A number of for-profit digital news operations, whose businesses are based largely on advertising, have released their own internal overall revenue figures—$175 million at Vice Media, upwards of $20 million at Business Insider, $10 million to $15 million at Mashable. For other digital news properties, market research firms and financial journalists have estimated annual intake—$100 million at The Huffington Post, $60 million at BuzzFeed, $15 million to $20 million at Gawker, and so on.8 Other attempts have been made to assess the revenues generated by the much longer tail of small, local and hyperlocal digital news outlets. The most in-depth attempt to date—a survey by journalist Michele McLellan—found that among 44 such sites (excluding nonprofits), 2013 revenues amounted to about a combined $5 million.
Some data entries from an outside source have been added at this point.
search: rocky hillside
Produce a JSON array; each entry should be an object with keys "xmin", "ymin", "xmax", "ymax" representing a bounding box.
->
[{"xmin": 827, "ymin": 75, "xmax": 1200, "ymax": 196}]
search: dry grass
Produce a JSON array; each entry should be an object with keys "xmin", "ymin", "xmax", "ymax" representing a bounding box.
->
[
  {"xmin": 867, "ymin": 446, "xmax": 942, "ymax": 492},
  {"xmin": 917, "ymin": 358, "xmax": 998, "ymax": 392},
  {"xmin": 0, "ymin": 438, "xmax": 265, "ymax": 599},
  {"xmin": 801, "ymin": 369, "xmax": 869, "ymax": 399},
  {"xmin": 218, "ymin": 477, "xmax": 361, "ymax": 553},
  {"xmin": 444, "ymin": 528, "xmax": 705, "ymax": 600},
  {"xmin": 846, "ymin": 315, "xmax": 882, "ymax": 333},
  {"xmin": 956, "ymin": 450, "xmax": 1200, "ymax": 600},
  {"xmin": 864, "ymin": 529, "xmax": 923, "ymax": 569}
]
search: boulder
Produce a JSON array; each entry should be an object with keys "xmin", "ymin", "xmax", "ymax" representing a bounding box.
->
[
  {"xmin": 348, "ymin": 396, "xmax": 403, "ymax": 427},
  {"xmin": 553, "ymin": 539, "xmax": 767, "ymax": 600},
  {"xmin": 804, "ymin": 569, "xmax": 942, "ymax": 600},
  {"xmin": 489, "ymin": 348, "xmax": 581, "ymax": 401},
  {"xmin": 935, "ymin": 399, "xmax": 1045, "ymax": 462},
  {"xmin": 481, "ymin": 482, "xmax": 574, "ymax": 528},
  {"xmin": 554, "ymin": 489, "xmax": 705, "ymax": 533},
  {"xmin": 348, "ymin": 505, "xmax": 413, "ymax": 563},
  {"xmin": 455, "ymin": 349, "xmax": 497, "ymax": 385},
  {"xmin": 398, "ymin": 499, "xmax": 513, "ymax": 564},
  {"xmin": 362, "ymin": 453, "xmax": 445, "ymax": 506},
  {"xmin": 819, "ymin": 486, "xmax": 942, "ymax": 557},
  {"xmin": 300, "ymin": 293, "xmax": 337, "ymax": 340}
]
All told, analysts identified roughly $500 million in annual ad revenue for these for-profit digital news outlets.9 The actual intake is almost certainly higher than that, because there are many digital news businesses for which even estimates are unavailable. But even if that figure were doubled, revenue derived from this sector would not amount to any more than 1% to 2% of all news ad revenue accounted for in the U.S. media system. While advertising accounted for most of the revenue identified for this sector, some digital news operations are moving aggressively into other revenue opportunities, such as events and premium subscriptions, described in further detail below. And others have benefited from an influx of venture capital, subsidies from other products within the company and direct owner investment.